My feeding of the birds is chiefly for entertainment and secondarily out of compassion and kindness. If you have bird feeders around your home, you can relate to both motivations. Consider this verse from Deuteronomy: If you come across a bird’s nest beside the road, either in a tree or on the ground, and the mother is sitting on the young or on the eggs, do not take the mother with the young. You may take the young, but be sure to let the mother go, so that it may go well with you and you may have a long life.” Wow – being kind to birds just took on new meaning! The Greek poet Phocylides (circa 500 BC) penned a similar thought: “Nor from a nest take all the birds away, the mother spare, she’ll breed a future day.” So much for obscure bird knowledge from the Old Testament; let’s jump to the Gospels for some relevant truth!

We “humans of the ground” are clearly instructed to consider the “birds of the air” lest we succumb to worrying about life. Luke 12:24 says, “Consider the ravens: They do not sow or reap, they have no storeroom or barn; yet God feeds them. And how much more valuable you are than birds!” How valuable, how treasured, and how prized, we are! This is a truth meant to sustain us when the shadows of worry are encroaching. When I allow circumstances to define me I begin to consider other options by which to feel better. Hence the many elaborate schemes that the enemy of our souls will launch in order to get us off track.
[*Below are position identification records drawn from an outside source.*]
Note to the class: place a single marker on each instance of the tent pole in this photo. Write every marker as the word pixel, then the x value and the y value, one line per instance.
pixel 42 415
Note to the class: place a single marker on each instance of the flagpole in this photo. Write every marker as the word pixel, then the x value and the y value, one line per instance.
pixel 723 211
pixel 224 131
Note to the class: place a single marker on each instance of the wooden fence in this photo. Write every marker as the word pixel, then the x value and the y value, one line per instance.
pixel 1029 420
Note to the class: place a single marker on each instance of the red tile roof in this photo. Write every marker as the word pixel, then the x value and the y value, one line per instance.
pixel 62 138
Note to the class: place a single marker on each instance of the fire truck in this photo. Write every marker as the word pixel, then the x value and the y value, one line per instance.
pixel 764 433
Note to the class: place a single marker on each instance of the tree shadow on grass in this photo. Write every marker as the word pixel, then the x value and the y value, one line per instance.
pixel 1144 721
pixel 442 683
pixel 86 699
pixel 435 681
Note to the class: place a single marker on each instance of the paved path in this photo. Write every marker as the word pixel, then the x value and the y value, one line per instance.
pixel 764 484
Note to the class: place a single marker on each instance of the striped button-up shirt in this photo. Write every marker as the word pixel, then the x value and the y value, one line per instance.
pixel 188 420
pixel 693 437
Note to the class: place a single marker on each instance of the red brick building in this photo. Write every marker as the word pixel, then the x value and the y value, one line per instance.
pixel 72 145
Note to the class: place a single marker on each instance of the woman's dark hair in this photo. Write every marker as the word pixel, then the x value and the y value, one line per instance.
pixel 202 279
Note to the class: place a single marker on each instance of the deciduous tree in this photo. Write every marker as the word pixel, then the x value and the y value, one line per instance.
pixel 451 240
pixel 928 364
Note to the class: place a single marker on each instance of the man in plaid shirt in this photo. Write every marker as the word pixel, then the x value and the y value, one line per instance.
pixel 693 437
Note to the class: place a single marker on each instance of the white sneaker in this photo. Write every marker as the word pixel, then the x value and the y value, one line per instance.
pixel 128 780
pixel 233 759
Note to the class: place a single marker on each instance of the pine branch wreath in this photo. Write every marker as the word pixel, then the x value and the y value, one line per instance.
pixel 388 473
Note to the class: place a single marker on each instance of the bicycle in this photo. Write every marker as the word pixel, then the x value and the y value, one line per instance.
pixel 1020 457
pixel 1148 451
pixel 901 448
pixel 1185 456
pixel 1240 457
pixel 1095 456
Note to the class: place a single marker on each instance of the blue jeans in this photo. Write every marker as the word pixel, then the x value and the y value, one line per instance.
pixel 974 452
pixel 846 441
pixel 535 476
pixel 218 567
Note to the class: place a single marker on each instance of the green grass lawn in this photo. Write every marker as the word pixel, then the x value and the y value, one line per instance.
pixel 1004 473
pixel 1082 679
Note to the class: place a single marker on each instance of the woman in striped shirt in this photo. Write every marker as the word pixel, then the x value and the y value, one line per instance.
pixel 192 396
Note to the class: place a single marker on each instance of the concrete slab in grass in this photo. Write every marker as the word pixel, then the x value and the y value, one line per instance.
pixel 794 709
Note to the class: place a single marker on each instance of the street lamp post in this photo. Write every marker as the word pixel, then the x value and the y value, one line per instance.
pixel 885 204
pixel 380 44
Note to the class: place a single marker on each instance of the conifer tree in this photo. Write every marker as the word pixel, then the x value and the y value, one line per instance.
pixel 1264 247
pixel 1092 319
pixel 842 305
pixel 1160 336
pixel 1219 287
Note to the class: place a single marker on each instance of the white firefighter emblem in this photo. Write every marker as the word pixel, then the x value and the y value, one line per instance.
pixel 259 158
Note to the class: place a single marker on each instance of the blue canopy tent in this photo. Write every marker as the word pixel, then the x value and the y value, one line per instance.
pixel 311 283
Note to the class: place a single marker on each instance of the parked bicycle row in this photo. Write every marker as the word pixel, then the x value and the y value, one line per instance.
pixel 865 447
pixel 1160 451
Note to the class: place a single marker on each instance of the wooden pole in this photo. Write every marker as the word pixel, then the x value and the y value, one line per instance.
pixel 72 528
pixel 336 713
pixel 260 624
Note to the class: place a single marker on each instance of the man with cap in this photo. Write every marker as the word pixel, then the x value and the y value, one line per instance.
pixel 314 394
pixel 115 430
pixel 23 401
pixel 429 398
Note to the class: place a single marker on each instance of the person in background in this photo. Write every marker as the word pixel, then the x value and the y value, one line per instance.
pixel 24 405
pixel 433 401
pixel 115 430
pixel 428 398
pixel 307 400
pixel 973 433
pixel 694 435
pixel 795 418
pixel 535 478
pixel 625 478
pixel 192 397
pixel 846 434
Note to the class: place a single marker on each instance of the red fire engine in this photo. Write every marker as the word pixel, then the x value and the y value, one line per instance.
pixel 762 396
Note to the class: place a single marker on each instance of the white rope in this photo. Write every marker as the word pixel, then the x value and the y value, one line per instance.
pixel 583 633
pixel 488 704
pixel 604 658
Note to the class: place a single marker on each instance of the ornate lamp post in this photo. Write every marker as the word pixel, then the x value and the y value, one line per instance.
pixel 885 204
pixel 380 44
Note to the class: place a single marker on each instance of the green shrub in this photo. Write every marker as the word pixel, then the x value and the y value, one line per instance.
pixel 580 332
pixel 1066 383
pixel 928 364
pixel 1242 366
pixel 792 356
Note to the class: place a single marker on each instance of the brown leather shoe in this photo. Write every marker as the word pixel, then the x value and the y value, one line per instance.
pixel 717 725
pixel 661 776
After we’re encouraged to consider the birds and the lilies, to not worry about provision, to seek first His kingdom, and to lay up treasure in heaven, the chapter closes with a probing statement: “For where your treasure is, there your heart will be also.”  If negative circumstances are wielding a strong control over me, perhaps I’ve overly invested my treasure in their outcome.

So, fellow human, be inspired by the birds of the air and remember the experience of the prophet Elijah. He had just prophesied a drought to the evil King Ahab and the word of the Lord came to him to hide himself. To survive, God said, “You will drink from the brook, and I have ordered the ravens to feed you there.” Talk about role reversal! There are at least three miracles involved here. One, raven food is carrion; which is dead and decaying flesh. They are not attracted to the same cuisine as we humans! Two, it’s a miracle that the bird wouldn’t keep the meat for himself. And three, the fact that the raven would come close to a person. On top of all that, ravens were categorized amongst the likes of owls, bats, and storks. They are called by God “detestable.” I’m sure that Elijah was relieved when the next time he had to run and hide (from Ahab’s wife) that God provided an angel to cook for him instead of “Raven Delivery.”

We can be sure that God will meet us in our most trying times, to reveal both His heart and our heart: to remind us of how treasured we are in His eyes, so that the “value” card trumps the “worry” card and to reveal the “misplaced treasure” occupying heart space reserved for Him alone.